Z taką właśnie ideą w szkołach technicznych i branżowych powstały Klasy Patronackie PGE. Strategia całej Grupy PGE zakłada wspieranie takich modeli kształcenia w szkołach branżowych i technicznych, które odpowiadają przyszłym potrzebom kadrowym poszczególnych linii biznesowych wchodzących w skład Grupy. Jesteśmy największą polską spółką z branży energetycznej i już dzisiaj musimy zadbać o wykwalifikowane kadry na przyszłość. Klasy patronackie PGE mogą ułatwić nam ten proces, ponieważ kształcenie odbywa się w nich zgodnie z technicznymi realiami i rzeczywistymi potrzebami lokalnego rynku pracy a co najważniejsze jest receptą na przygotowanie nowych fachowców na przyszłe potrzeby naszej firmy.
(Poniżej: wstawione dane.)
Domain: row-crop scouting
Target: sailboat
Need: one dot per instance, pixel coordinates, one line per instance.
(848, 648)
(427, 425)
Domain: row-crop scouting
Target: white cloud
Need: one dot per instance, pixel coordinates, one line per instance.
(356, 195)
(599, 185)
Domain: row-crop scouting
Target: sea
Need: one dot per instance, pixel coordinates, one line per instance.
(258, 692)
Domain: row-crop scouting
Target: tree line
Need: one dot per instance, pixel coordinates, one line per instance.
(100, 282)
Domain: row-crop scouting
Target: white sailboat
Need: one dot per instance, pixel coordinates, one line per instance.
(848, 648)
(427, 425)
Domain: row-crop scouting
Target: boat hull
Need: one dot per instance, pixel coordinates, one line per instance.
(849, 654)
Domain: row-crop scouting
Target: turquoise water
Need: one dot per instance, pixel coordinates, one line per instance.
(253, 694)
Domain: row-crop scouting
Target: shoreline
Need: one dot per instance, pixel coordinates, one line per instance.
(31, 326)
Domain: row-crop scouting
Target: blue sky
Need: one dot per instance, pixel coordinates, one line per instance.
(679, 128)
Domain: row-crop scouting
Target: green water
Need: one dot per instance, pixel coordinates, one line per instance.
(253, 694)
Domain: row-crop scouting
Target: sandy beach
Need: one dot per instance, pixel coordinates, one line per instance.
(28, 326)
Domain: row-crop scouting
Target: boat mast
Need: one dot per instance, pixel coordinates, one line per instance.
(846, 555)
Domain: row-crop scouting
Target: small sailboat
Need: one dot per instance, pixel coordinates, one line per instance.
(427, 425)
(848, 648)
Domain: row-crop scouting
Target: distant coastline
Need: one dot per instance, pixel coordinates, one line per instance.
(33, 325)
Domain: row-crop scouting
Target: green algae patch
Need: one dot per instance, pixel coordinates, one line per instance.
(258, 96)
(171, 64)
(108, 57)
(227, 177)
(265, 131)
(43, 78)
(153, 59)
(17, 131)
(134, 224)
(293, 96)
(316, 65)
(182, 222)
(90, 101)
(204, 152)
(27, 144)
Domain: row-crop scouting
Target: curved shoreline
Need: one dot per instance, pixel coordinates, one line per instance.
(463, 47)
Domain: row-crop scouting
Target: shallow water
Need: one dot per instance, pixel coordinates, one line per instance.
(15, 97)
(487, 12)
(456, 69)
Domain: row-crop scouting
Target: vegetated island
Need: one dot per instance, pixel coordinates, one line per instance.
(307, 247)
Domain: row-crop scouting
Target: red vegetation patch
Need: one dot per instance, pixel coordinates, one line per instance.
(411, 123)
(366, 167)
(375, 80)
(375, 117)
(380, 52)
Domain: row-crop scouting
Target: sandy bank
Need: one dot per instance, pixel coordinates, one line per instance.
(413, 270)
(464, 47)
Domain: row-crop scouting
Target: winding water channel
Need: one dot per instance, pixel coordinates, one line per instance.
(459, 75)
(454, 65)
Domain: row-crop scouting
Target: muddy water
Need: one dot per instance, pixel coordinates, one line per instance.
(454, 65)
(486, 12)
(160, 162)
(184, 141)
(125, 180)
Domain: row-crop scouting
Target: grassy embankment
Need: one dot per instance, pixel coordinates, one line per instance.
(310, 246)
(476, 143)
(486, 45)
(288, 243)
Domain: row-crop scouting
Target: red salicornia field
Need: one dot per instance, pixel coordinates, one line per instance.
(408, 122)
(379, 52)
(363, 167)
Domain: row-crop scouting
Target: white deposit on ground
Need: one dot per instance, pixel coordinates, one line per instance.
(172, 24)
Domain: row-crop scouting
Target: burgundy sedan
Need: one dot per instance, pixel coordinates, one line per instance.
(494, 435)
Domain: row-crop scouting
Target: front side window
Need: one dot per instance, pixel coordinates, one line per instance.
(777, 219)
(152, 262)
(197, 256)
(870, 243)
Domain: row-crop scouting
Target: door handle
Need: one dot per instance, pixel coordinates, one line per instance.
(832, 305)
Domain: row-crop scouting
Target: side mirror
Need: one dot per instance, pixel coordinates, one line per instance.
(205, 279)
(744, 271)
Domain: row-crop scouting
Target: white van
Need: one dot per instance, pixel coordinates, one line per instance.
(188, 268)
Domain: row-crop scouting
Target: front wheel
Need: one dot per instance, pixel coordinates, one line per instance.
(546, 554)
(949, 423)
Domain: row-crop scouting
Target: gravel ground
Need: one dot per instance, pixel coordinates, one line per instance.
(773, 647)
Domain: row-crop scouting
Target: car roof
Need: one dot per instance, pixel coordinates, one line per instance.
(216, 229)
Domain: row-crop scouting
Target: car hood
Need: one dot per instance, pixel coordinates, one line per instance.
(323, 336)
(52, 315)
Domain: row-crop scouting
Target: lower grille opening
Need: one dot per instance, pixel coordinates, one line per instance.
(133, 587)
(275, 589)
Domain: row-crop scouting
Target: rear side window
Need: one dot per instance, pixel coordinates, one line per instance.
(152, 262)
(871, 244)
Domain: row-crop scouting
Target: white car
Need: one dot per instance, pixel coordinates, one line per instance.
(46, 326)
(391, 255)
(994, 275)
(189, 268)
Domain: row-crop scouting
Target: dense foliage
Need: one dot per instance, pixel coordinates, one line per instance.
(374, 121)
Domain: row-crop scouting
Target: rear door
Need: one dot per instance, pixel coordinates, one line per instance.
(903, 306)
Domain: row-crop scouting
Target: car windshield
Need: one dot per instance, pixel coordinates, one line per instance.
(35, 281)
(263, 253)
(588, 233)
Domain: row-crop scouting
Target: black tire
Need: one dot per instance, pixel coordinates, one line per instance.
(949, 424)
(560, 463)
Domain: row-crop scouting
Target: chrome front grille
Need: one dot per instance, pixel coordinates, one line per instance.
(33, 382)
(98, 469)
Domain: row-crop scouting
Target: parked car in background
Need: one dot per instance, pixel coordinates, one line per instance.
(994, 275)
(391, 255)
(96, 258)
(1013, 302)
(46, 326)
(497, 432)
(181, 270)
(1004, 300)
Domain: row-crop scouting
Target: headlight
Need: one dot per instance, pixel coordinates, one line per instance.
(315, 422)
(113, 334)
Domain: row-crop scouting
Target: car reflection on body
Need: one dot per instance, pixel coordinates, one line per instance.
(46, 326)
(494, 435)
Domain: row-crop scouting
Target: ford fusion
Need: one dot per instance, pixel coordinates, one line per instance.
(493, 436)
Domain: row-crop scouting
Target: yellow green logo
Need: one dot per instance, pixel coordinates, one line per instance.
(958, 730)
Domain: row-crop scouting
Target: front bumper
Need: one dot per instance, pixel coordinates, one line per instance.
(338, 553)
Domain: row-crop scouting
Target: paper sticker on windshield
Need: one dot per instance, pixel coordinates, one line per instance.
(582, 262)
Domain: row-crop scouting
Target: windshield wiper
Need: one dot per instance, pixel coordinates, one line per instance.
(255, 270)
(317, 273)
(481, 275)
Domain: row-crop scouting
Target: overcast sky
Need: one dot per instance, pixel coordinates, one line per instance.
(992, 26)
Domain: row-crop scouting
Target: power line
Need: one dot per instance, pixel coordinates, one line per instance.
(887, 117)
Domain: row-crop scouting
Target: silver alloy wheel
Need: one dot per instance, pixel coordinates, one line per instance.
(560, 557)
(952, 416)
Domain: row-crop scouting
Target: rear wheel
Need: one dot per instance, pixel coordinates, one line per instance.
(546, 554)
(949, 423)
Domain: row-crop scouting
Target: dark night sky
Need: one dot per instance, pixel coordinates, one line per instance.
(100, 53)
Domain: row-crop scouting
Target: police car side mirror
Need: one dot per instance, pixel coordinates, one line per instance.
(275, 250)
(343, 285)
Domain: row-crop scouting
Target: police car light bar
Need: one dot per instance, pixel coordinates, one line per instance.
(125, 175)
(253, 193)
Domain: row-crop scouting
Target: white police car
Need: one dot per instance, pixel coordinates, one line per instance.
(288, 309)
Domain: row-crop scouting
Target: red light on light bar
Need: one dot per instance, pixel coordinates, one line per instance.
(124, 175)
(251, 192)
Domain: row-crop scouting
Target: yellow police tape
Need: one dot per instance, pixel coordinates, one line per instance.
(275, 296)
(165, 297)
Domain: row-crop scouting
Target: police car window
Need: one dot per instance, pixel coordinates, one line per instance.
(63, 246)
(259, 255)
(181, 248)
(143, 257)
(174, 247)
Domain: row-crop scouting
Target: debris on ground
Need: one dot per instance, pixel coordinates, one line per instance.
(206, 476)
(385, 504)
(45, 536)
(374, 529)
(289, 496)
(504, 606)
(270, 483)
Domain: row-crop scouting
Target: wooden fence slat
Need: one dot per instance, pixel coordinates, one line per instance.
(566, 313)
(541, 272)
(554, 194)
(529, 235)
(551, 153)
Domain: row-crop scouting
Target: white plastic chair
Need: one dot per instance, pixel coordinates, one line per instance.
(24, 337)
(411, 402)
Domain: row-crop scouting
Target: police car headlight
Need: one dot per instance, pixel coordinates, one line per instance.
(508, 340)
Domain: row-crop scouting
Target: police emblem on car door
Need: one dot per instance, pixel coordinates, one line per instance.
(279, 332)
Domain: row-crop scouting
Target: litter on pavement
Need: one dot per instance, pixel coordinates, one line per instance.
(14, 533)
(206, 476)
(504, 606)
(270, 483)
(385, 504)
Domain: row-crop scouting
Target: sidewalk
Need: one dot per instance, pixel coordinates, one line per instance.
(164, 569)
Zachęcamy młodzież do wybrania odpowiedniej ścieżki zawodowej, bo to właśnie Ci młodzi ludzie będą mogli uzupełnić lukę pokoleniową i kompetencyjną w bełchatowskim kompleksie energetycznym. Dzięki podpisanym porozumieniom uczniowie będą mieli możliwość zdobycia zawodu, na który będzie zapotrzebowanie lokalnym rynku pracy. Posiadane przez absolwentów Klas Patronackich kierunkowe wykształcenie z pewnością będzie ogromnym atutem przy przyszłych przyjęciach do Kopalni i Elektrowni Bełchatów.